Он рычит следом, мгновением позже, прижимает к себе, и Джейсон утыкается носом в плечо, дрожа.
Вот оно.
Вот оно.
За стенами шалаша кто-то кричит.
Все последующие мгновения сливаются в единый гул испуганных голосов и болезненных криков; разомлевшее тело в попытке выдать испуг только сковывает все мышцы, и, словно каменный, Салим пытается быстро одеться.
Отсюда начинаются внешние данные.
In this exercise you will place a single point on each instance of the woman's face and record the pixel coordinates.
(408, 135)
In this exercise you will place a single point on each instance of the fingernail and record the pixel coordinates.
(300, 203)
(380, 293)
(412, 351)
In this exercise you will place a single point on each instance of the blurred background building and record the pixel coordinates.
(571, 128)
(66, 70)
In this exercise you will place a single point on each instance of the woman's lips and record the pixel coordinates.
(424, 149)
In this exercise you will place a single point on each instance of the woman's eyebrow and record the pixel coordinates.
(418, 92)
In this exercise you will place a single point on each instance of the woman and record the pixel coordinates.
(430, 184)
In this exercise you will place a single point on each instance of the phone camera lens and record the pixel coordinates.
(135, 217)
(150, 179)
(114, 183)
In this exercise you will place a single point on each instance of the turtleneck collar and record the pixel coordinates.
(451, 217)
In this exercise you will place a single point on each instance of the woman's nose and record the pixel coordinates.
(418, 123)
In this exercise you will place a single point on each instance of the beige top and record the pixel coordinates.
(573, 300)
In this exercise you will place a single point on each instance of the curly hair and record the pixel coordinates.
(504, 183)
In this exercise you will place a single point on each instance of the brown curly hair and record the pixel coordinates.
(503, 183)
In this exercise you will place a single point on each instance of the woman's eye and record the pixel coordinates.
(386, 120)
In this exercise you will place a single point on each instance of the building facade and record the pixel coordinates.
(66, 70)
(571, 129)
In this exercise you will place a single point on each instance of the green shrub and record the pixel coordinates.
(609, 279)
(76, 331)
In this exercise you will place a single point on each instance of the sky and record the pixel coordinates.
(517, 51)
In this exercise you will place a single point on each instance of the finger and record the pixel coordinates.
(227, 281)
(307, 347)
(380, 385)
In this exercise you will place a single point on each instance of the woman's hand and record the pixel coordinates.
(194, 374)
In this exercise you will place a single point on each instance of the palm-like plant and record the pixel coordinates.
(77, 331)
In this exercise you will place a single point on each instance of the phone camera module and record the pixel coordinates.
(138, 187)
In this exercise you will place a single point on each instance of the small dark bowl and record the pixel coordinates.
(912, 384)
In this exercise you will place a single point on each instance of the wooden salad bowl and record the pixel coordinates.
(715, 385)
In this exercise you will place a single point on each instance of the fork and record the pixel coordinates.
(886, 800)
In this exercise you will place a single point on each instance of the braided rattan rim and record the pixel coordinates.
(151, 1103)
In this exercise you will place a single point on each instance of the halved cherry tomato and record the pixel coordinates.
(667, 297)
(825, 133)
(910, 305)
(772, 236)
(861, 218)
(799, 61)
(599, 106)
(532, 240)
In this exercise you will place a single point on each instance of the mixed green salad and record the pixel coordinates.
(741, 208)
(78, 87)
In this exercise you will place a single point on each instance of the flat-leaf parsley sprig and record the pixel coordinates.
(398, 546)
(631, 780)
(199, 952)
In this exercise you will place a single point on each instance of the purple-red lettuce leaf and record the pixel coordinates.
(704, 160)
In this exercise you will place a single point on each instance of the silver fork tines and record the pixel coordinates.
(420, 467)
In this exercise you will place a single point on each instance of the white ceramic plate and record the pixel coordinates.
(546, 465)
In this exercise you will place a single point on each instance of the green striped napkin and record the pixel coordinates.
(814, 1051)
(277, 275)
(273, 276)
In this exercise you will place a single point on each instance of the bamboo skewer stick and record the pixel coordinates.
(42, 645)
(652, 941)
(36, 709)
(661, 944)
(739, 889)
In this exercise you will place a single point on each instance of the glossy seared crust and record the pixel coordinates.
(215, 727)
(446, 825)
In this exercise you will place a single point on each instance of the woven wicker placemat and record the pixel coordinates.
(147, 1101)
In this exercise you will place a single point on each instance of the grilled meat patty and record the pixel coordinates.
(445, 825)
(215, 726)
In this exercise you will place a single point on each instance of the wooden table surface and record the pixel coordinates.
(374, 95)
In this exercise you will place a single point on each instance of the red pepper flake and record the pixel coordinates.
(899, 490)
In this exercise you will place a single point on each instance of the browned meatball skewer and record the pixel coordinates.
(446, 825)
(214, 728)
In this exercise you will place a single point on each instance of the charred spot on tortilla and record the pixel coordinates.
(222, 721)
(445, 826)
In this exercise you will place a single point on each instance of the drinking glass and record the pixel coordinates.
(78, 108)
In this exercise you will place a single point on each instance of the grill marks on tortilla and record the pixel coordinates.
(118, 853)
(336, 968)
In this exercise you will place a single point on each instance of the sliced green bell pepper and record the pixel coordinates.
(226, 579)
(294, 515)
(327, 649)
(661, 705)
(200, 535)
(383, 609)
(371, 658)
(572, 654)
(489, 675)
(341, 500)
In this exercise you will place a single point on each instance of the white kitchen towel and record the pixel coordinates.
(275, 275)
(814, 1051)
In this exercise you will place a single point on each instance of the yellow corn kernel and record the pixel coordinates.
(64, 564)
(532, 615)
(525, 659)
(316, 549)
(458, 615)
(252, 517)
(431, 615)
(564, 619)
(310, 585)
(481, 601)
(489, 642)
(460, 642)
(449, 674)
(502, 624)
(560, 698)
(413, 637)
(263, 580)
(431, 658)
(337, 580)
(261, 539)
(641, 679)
Тень Джейсона мечется по стенам из шкур: увеличенная и искаженная, она лишь усиливает тот страх, что охватил их, вот она бросается к выходу и тут же снова назад, в глубину, за оружием.
— Джейсон! Салим!
Джоуи, напуганный, красный с мороза, залетает к ним с порывом студеного воздуха, ныряет туда же, где Джейсон, охает, но его уверяют — кровь отдана добровольно. Досюда не добрались.
— Салим! — это Мервин. — Надо держаться всем вместе.
Он коротко кивает в сторону Джоуи и Джейсона, куда-то назад, за Салимову спину, и Салим кивает в ответ, едва соображающий, парализованный тем, как неожиданно все изменилось. Где Рейчел? Где Эрик?
Что будет?
— Ник?
Ник забегает к ним тоже, сжимая копье.
— Где Эрик и Рейчел?
— Мне жаль…
— Они-
— Мне так жаль, Салим, но я должен.
Тут особо не замахнешься.
Тут особо не замахнешься, но вот оно, вот оно — куда-то за спину Салима, туда, где Джейсон закрывает Джоуи собой, Ник бросает копье.